If I'm lucky it will be the last decision. Since the melanoma on my arm was staged as 1B, I am going to have the surgical oncologist remove the larger area around the melanoma and also the sentinel lymph node(s). Surgery is scheduled for April 8. I will go early in the morning for the radiation study that will find the right lymph nodes, then surgery will be early in the afternoon and I will be home by supper time. I'm blessed with insurance with an out-of-pocket limit that I will quickly exceed, so I don't have to worry about the cost of chosing the more significant surgery, just the recovery time.
Two reasons to decide to go ahead with the lymph node biopsy even though one surgeon said I didn't need it. First is that removing sentinel nodes really is the current recommended approach for melanomas with depth greater than .75 mm and a second risk factor (mine was .83 and had a miotic rate of 1 /sq mm). The second reason is a principle for making sense of low probabilities that I learned when I had CVS genetic testing with my first pregnancy: only do the test if the incidence of the problem you are testing for is greater than the incidence of complications from the test. In the case of sentinel node removal, the chance of finding something is 2-8% and the chance of complications is 1-2% (both according to my doctor). I am tempted to say that the chance of a benefit to me from this surgery alone is about 4% (calculated on the basis that I have a 5% chance of a positive node and an 85% chance that will be the only positive node). The risk of significant harm is very low--most of the possible complications are short term.

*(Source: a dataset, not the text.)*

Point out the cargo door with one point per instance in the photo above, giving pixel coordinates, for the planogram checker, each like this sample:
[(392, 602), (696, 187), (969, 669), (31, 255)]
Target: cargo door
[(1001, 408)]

I realized also why I am so resistant to going with the standard treatment. When I was diagnosed with diabetes, I quickly found what would work for me. At the time, the standard for well-controlled diabetes was an A1c between 7 and 8 and a low fat diet--I decided to join the community of tight control diabetics and keep mine below 6 by eating low carb. It has worked wonderfully for me. I think the standard of care has since changed to A1c between 6 and 7, so the medical community has realized at least some of what a few mavericks and a community of patients reading the research literature understood 10 years ago.
When I started to research the melanoma decision I quickly learned that there is no good treatment for melanoma that has spread and the standard of care does not have much to offer. Neither of those hit me as a big surprise. My husband's illness (Multiple System Atrophy, a form of Atypical Parkinson's) has no treatments that actually slow down the disease, they only relieve symptoms. And my own experience with diabetes was with realizing that the standard of care was lousy. So I jumped right to looking for an alternative to the standard of care, but it is harder to take those kinds of approaches with cancer because the risks are so much higher. Thankfully, there is a good chance that after this surgery I will have done all that I need to do.